The novel begins in the middle of the story, with Art explaining his current dilemma. Art is stuck on the roof of an insane asylum in his underwear. He then flashes back to the beginning of the story where Art explains how the whole mess began. After that the novel progresses by moving these two threads forward in alternating chapter. This method works effectively enough, with only the occaisional confusing inter-chatper transition for the reader. It is especially effective because Art is a member of EST; he lives his life on eastern standard time. But Art is physically in England with a day job. He lifestyle demands that he rarely sleep for more than an hour or so and he is living in the kind of blur known only to insomniacs. The back-and-forth flashback story telling puts the reading in touch with the feeling of never ending flow of events that the protagonist must feel.
The story is very entertaining and keeps the reading involved. It has only a few rough spots. The beginning is a bit confusing because it almost reads like commentary by the author. I was sure I reading an introduction to the text for the first 10 minutes, and then realized I was reading the actual first chapter. The end seems to drag out a bit but not painfully so. There also seems to be a missing chapter (how does Art get from the English train station back to North America at the end?).
I found this a bit reminiscent of the work of William Gibson but not overly so. Gibson’s style is more sophisticated. He weaves multiple characters and plots together chapter after chapter. This novel splits one plot into two halfs and weaves them back together and focuses on a single character but the effect on the reader is similar. You get the sense that you are re-meeting the character over and over. Another similarity to Gibson’s writing is the character is a lowlife/underworld figure that is still sympathetic partly due to a “super-power.” Art considers himself a double-agent trying to ruin business outside his beloved EST time-zone. He has two super-powers the first of which is his ability to argue and the second is his ability to identify new “user experiences” that can immediately become reality (probably the biggest stretch of science fiction in the entire story).

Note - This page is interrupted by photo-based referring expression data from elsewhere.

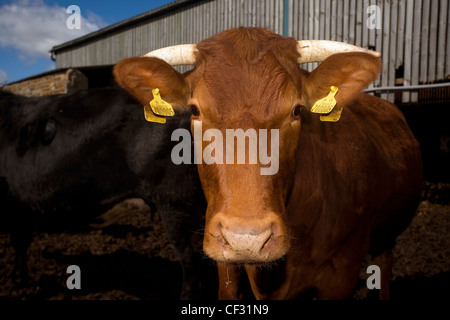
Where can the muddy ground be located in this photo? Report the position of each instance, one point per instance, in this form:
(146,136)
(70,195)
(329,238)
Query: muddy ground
(127,256)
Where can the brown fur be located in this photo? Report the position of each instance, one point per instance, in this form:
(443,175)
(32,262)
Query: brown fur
(342,188)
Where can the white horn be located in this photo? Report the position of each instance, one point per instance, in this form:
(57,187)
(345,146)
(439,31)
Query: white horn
(319,50)
(182,54)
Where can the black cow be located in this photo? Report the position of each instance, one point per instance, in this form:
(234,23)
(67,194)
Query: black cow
(74,156)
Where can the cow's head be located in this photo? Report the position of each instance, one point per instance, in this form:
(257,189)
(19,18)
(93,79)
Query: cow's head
(249,78)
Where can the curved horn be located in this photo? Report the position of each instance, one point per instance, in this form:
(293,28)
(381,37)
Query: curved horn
(182,54)
(319,50)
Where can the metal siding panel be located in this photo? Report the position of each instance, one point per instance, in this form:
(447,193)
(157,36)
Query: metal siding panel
(447,58)
(424,50)
(392,36)
(443,21)
(433,49)
(385,47)
(416,47)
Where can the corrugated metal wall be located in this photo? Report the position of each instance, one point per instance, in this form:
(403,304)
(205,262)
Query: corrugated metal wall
(412,35)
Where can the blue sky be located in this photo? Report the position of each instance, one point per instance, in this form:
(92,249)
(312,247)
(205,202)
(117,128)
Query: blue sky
(30,28)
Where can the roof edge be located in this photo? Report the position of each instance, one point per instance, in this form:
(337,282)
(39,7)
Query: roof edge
(124,23)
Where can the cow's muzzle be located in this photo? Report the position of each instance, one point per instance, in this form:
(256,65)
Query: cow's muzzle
(246,240)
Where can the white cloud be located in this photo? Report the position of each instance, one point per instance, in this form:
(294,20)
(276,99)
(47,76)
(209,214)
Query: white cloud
(33,27)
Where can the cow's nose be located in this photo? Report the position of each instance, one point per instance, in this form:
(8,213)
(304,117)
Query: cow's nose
(245,240)
(246,243)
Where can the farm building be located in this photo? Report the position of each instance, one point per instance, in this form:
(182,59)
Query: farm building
(413,37)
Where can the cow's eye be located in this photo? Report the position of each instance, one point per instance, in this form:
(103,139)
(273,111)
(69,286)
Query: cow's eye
(296,111)
(195,111)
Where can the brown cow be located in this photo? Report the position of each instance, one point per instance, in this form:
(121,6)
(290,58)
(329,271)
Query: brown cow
(343,188)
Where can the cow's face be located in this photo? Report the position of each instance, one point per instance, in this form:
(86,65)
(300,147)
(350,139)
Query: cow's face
(247,81)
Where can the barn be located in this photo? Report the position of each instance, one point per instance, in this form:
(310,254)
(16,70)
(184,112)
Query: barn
(412,35)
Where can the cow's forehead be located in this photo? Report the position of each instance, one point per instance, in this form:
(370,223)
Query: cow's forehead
(250,79)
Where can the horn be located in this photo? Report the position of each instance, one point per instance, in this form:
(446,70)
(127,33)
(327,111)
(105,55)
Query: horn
(182,54)
(319,50)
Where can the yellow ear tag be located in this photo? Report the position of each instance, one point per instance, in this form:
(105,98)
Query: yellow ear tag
(334,115)
(325,105)
(159,106)
(151,117)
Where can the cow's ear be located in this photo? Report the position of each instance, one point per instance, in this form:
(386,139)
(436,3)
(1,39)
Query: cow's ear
(349,72)
(140,75)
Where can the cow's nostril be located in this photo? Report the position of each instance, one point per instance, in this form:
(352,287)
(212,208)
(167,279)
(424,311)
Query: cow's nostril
(267,242)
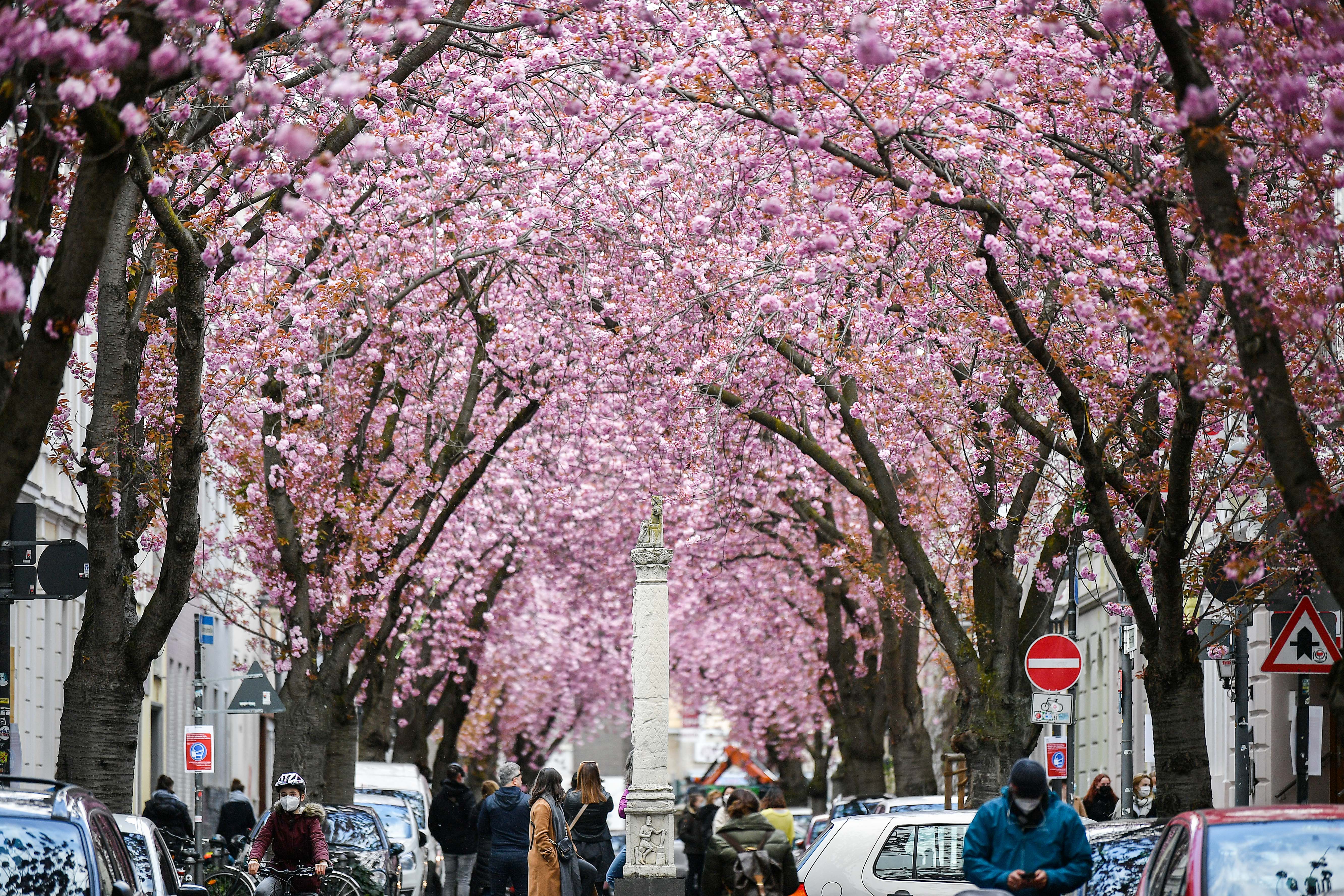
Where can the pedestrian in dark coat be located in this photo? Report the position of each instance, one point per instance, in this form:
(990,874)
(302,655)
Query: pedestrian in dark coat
(749,829)
(482,872)
(236,817)
(505,821)
(170,815)
(451,819)
(585,812)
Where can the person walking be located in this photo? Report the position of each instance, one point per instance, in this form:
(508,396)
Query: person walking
(746,832)
(171,815)
(1027,839)
(294,833)
(503,821)
(451,819)
(482,871)
(693,844)
(236,816)
(775,809)
(1143,796)
(1100,801)
(587,809)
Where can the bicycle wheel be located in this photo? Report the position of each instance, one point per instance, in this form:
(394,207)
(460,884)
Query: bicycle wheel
(338,884)
(230,882)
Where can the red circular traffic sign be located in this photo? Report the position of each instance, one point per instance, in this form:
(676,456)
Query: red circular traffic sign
(1054,663)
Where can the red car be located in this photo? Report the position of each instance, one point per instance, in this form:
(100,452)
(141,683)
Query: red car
(1294,851)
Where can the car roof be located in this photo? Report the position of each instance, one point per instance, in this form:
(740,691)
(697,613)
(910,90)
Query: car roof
(1241,815)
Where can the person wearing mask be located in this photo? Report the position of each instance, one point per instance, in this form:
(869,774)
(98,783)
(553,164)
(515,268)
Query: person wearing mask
(587,809)
(482,871)
(775,809)
(503,823)
(1100,801)
(236,816)
(693,843)
(746,831)
(721,819)
(451,819)
(1143,796)
(1027,839)
(171,815)
(294,832)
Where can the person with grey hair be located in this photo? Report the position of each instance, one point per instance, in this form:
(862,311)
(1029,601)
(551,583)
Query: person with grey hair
(503,821)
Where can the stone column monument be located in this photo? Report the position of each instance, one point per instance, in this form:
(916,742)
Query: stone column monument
(648,813)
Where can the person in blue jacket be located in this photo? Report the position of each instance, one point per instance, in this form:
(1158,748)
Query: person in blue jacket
(1027,840)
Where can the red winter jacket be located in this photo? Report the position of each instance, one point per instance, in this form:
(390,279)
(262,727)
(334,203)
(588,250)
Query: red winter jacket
(295,839)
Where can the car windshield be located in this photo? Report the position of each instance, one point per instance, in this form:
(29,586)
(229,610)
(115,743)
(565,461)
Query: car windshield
(42,858)
(142,862)
(351,829)
(1265,858)
(1119,864)
(397,820)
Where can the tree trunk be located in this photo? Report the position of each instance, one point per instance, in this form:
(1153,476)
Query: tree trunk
(909,743)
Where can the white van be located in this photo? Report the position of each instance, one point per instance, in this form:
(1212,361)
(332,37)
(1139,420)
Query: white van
(404,780)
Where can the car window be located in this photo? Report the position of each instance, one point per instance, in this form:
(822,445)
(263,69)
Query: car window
(140,860)
(897,860)
(397,820)
(41,858)
(1178,859)
(939,852)
(166,868)
(353,829)
(1302,856)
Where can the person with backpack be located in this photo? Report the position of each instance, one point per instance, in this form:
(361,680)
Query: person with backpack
(451,819)
(587,809)
(749,856)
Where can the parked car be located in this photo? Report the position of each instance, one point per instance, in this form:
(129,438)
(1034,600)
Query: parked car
(1120,854)
(404,780)
(911,804)
(359,847)
(151,858)
(400,824)
(61,840)
(1252,850)
(916,854)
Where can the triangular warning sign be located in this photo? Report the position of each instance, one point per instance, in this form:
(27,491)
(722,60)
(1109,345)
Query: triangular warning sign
(1304,647)
(256,695)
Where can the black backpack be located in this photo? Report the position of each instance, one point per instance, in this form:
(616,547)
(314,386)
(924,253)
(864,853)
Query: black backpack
(754,871)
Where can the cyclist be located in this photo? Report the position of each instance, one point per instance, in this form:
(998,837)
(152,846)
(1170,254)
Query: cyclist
(294,831)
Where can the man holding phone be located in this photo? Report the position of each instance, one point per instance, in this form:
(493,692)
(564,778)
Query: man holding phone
(1027,839)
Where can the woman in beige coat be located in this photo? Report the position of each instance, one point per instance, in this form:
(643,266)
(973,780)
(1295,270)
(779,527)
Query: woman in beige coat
(543,862)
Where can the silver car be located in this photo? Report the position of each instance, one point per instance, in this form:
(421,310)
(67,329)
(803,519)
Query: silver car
(909,854)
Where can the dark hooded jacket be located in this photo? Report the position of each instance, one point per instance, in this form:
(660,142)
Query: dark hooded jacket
(451,819)
(752,831)
(505,820)
(171,815)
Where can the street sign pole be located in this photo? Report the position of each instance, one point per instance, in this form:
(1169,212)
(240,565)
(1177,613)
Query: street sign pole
(1242,770)
(199,716)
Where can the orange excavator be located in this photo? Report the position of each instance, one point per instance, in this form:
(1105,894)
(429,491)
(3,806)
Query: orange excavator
(742,760)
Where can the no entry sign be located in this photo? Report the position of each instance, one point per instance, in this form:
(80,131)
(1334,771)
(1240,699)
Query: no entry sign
(1054,663)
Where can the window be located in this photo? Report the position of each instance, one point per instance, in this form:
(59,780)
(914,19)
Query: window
(41,858)
(928,852)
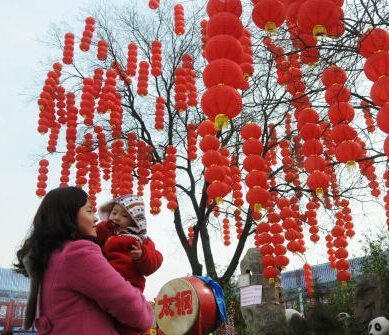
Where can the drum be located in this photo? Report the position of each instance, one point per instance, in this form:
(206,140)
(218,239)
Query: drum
(186,306)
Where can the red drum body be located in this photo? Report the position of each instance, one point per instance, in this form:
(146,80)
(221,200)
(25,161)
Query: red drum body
(186,306)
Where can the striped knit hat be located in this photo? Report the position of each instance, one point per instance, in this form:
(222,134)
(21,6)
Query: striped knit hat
(134,206)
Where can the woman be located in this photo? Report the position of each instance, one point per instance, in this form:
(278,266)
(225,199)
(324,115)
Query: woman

The novel is unbalanced in the portrayal of both of Art’s most defining qualities. At the beginning Art is a great arguer and set on his double-agent lifestyle. As the novel progresses we lose, in both the past and current threads of the story, the sense that he is good at argueing and that he is determined to sabotage the GMT time-zone. Instead he becomes a savior of the end-user confounded in most argument and reduced to clumsy neurolignuistic programming. This lack of change in character is quite continuous and not at all confusing probably due to the story being told in the two threads (past and current).
Overall this was an enjoyable novel. I take away no profound lessons or insights, but I do wish people would adopt Doctorow’s single word for phone, laptop, computer, email, etc. He calls it simple “comm.” As in, “can I use your comm?” or “did you comm him?”
Eastern Standard Tribe is available from your local public library, bookstores, or for free from Cory Doctorow’s website.